People’s National Movement (PNM) whip Marlene McDonald has appealed to the nine Independent senators not to support the Government’s Constitution (Amendment) Bill. She did so at a PNM meeting in St James on Tuesday, when all the speakers celebrated the vote against the bill by Congress of the People (COP) MPs Winston Dookeran and Carolyn Seepersad-Bachan in Tuesday’s debate. Audience members loudly applauded both when their stance against the bill was addressed.

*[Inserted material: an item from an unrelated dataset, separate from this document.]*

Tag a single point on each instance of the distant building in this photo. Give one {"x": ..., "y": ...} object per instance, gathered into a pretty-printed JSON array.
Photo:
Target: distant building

The bill, to be debated next in the Senate on August 26, requires only one Independent vote for passage. Calling the United National Congress (UNC) “hooligans,” McDonald criticised statements on the bill by Attorney General Anand Ramlogan, who she said was “classless” and “bombastic.” She said COP leader Prakash Ramadhar, who supported the bill, was “spineless.” PNM senator Stuart Young said he was a patriot bringing a message to all right-thinking people that the issue was about the people.
He said, “Thankfully, there were right-thinking citizens on the other side who voted with us against the bill.” Young urged, “Take your bills back. Your own Foreign Affairs Minister blanked the bill. Dookeran did what was right! Let’s vote them out. Goodbye, PP!” MP Colm Imbert said the COP’s Dookeran, Seepersad-Bachan and Rodger Samuel had broken ranks on the bill.
“How the mighty have fallen! They boil down! They had 29 MPs: (Jack) Warner gone, (Herbert) Volney gone, (Anil) Roberts gone and now three COP MPs gone!” he said. Saying “two and a half COP MPs” vetoed the bill, Imbert listed: “Dookeran, Seepersad-Bachan and Samuel—that wimp who say, ‘Abstain’—at least he didn’t vote, ‘Yes.’” Imbert said it was a “nice thing to listen to” when Dookeran said that all his political life he’d fought for proportional representation and the bill destroyed that.
PNM leader Dr Keith Rowley, introduced as “The People’s Prime Minister,” said he’d told Dookeran to get a backbone. “And did he get one,” he declared. He said the COP had told its MPs to seek postponement of the bill and when the Prime Minister saw it was in the public domain she allowed a conscience vote, which arose because the coalition was “disintegrating before their eyes... the TOP gone, MSJ gone and the COP went on Monday night.”
Rowley said after Dookeran’s “cannon,” the PM amended the bill. He said collective responsibility under the Westminster system applied to Cabinet, and the COP ministers would have had to resign from the Cabinet. If they were going to vote against it in Parliament, they should have done the honourable thing, he said.
The T&T Chamber talked “nonsense,” he charged, when it said the reform was a step in the right direction. He also said a quisling (traitor) known to him had given the Prime Minister the PNM’s constitutional review documents, in which the PNM had approved the same reforms the PP proposed.